In a paper entitled “Women in the board room: one can make a difference”, recently published in the International Journal of Business Governance and Ethics, Zaichkowsky says her findings suggest that strategically, it is better to get a foot in the door of male-dominated boards with one woman who understands the business, rather than barging in with, say, three women.

She notes that lone women board members in her study exhibited a certain pride in being a highly qualified company director. “They were accustomed to their outsider status and needed no additional support from the presence of members of their own gender group.”

Zaichkowsky adds: “The theory that women are well-suited to be board members is indeed strong (Arfken et al., 2004). Women are well-educated, contributing members of organisations, and effective managers. They are also consumers who buy and have much decision-making power in the marketplace. However, not all women are alike, just as not all men are alike. Boards should be comprised of people who have the best understanding of the business and the best concerns for a viable, profitable organisation which treats its employees and customers to the highest standards.”

Noting a push for representation quotas in many countries, including Canada, the US and UK, Zaichkowsky says an issue that became evident while doing her research was that the same women were board members for multiple companies.

“In 2006, Norway led the way by legislating that 40 per cent of board directors had to be women. It achieved that goal by 2008. The results of the quotas show that a few women are holding many directorships, with one woman on eight different boards by 2009 and 61.4 per cent of the women on the boards holding at least three different directorships.

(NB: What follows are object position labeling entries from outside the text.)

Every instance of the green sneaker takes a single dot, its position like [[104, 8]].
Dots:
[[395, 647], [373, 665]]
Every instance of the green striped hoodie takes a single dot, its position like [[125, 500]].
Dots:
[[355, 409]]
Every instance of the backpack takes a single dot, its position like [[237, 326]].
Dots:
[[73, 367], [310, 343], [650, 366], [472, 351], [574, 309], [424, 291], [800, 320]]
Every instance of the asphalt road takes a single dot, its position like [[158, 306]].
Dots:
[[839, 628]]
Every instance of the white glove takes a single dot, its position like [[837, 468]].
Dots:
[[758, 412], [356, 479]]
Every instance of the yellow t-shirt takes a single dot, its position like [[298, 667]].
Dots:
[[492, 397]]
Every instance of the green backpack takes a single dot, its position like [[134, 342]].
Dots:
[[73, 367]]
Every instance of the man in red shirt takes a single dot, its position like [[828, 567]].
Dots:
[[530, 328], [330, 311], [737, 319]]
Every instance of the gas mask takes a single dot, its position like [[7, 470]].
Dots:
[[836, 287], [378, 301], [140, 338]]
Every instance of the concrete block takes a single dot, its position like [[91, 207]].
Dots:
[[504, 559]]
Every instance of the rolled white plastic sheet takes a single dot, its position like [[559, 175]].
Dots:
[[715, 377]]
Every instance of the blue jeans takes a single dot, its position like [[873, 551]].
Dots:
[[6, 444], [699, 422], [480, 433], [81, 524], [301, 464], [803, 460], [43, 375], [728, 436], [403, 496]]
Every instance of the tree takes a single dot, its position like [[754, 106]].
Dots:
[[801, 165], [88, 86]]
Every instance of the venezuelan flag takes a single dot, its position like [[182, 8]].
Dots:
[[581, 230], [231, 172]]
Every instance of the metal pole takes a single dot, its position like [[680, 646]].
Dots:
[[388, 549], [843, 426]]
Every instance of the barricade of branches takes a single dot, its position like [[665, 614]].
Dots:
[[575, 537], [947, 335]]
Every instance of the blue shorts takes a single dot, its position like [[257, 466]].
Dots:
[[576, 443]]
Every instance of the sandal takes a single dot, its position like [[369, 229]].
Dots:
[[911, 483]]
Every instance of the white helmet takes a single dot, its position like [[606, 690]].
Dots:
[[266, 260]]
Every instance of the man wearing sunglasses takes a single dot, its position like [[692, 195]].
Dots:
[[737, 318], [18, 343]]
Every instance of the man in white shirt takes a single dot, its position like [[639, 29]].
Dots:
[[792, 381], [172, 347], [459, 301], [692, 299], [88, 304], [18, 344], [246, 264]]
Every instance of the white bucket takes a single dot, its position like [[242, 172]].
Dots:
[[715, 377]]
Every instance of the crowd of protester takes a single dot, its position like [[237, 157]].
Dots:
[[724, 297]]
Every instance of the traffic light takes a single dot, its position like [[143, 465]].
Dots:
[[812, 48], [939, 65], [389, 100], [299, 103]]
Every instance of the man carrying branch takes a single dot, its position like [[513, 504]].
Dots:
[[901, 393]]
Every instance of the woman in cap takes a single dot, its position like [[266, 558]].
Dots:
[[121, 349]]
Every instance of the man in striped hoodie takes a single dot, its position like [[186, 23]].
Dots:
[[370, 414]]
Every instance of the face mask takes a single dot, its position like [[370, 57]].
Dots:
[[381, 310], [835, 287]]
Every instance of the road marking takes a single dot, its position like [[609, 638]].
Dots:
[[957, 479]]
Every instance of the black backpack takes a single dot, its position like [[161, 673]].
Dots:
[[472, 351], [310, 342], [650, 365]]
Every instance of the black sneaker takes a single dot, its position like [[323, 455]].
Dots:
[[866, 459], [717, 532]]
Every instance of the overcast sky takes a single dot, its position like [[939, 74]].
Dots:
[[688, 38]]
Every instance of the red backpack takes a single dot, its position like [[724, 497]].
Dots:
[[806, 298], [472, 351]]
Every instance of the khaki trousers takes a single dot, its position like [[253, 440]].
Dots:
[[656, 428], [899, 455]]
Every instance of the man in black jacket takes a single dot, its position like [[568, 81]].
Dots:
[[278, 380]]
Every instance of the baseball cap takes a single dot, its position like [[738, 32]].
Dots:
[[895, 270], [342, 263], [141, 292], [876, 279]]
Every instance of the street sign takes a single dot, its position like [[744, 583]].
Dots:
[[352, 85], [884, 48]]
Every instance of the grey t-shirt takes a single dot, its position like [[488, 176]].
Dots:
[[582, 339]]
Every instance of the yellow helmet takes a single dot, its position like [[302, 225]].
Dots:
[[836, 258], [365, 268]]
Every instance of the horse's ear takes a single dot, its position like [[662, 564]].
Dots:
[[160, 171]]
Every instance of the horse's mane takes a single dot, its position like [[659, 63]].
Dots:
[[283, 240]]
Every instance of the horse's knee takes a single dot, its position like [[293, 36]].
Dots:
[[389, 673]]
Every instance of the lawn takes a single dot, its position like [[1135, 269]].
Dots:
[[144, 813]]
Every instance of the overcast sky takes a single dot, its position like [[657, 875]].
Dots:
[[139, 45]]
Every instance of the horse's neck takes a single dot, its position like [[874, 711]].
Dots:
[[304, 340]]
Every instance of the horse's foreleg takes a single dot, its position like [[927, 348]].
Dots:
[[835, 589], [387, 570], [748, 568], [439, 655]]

So, there is a dramatic increase in multiple board appointments for the same person.

“Norway has more boards with women, but not necessarily more total women in the mix. A similar situation appears in Canada without a quota ruling. There is one woman with seven directorships; three with six board seats; five with five board seats; and 23 with four board seats.

However, this is not a trend which appears to exist in Australia. A recent report by Company Directors on female non-executive director appointments to ASX 200 boards (2010-2014) show that more than half (53.8 per cent) of female appointments had no previous or current ASX 200 non-executive directorships, highlighting that in Australia the pool of female directors has significantly expanded in the last four years.

Zaichkowsky continues: “Korn/Ferry suggests that the maximum numbers of boards a person can adequately handle are three to four, with one or two additional appointments for persons holding CEO positions. So, why are the same women appointed to more than three boards?

“A common recruitment assertion is that ‘when you interview for a job, it is all about your qualifications, but when you interview for a board it is about how compatible you can be’. The key is said to be in signalling that you can ask the right questions. Or maybe it is not asking the wrong questions. Future research that documents the reasons for appointing women to multiple boards could be very insightful.”

For purposes of this study, Zaichkowsky analysed data from 2004, 2006, 2009, 2011, and 2012 from two unique databases: “board games” by the Globe and Mail (G&M) newspaper, the source for corporate governance scores, and CSR ratings by Corporate Knights (CK) magazine.